Johann Faber

Uit Wikipedia, de vrije encyclopedie

Johann Faber (na WO II ook gespeld als Johan Faber; Groningen, 19 juli 1902 – aldaar, 4 november 1979) was een Nederlands beeldend kunstenaar en lid van De Ploeg.[1] Hij gebruikt verscheidene technieken, zoals penceelschetsen, litho's, etsen, aquarellen en olieverf.

In 1922 is hij aspirant-lid van De Ploeg geworden. In 1933 werd hij met algemene stemmen toegelaten als werkend lid van De Ploeg, nadat hij in een huiskamertentoonstelling had geëxposeerd. Tot ver in de jaren zeventig nam hij deel aan de jaarlijkse Ploeg-tentoonstellingen. Hij nam aan meer dan 80 tentoonstellingen deel.

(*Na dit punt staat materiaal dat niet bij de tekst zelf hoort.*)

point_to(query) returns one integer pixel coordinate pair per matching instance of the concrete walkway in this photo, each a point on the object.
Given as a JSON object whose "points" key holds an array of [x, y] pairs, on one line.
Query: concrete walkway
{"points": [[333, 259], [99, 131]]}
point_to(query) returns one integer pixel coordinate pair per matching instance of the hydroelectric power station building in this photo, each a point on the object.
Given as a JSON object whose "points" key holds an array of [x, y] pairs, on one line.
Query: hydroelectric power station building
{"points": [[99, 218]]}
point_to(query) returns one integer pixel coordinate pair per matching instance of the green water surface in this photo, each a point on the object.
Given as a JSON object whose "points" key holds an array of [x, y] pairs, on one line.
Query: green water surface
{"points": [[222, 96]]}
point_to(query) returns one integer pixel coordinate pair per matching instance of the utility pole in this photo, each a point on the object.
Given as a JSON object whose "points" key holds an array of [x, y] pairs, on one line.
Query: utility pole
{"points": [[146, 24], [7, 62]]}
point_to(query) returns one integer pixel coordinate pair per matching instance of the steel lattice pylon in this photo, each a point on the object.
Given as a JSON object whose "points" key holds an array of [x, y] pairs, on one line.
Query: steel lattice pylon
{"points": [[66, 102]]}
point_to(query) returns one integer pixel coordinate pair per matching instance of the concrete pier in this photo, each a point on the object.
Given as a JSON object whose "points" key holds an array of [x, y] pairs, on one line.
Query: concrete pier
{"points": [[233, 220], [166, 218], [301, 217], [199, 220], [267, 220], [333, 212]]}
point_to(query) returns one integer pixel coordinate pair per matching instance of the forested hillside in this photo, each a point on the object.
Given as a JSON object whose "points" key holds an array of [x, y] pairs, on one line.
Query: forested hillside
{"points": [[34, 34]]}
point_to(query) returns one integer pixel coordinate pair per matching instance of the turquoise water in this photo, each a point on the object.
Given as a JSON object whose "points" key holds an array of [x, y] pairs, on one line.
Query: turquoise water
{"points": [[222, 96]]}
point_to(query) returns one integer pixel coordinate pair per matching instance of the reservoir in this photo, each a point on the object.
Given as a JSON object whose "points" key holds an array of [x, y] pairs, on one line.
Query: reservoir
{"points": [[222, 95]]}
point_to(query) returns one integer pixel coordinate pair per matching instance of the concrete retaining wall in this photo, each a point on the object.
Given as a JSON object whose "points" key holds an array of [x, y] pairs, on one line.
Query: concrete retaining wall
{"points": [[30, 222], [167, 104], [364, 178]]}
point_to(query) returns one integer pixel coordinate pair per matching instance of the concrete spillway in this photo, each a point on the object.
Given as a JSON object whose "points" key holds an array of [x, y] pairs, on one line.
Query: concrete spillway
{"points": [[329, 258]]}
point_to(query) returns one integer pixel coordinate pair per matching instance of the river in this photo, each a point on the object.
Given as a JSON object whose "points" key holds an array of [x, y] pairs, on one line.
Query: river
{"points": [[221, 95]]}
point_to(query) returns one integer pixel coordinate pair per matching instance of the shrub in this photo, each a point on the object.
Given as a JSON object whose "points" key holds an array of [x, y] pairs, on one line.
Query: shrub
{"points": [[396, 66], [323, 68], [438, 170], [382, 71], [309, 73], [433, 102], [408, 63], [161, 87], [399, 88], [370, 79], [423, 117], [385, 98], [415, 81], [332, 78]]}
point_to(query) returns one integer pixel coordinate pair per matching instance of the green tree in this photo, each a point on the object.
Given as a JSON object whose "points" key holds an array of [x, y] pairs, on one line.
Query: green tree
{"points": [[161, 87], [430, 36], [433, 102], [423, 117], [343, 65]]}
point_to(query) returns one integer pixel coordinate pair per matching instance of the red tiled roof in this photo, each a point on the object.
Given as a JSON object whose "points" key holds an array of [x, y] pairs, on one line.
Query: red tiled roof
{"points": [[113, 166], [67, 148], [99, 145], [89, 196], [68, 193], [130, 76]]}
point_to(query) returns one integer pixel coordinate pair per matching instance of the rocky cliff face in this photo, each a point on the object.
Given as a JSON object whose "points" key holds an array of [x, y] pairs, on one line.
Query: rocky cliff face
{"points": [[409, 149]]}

In zijn begintijd was zijn werk verwant aan de toenmalige moderne stijlen zoals jugendstil en het naturalisme. In de loop van de tijd kreeg zijn techniek een robuuster karakter met grote halen, die wel wordt gekenmerkt als frescoachtig. Zijn thema's vond hij in het Noord-Drentse en Groningse landschap, waarbij vooral de lage horizon kenmerkend is.

Achtergrond[bewerken | brontekst bewerken]

Faber kwam als 12-jarige op de Academie Minerva waar hij een opleiding lithografie volgde. Een jaar na zijn diplomering (1921) richtte hij samen met studiegenoot Jan van der Zee en Wobbe Alkema, die hij kende vanuit de Jongelieden Geheelonthoudersbond, het Atelier Voor Artistieke Reclame (AVAR) op.

In 1924 werd AVAR opgeheven en kwam hij te werken bij een drukkerij in Sneek en later in Zutphen. Ten slotte keerde hij in 1930 terug naar Groningen om bij uitgeverij J.B. Wolters te werken.

Hij heeft een prominente rol gespeeld in de totstandkoming van een grafische werkplaats in Groningen, die tot op de dag van vandaag bestaat.[2]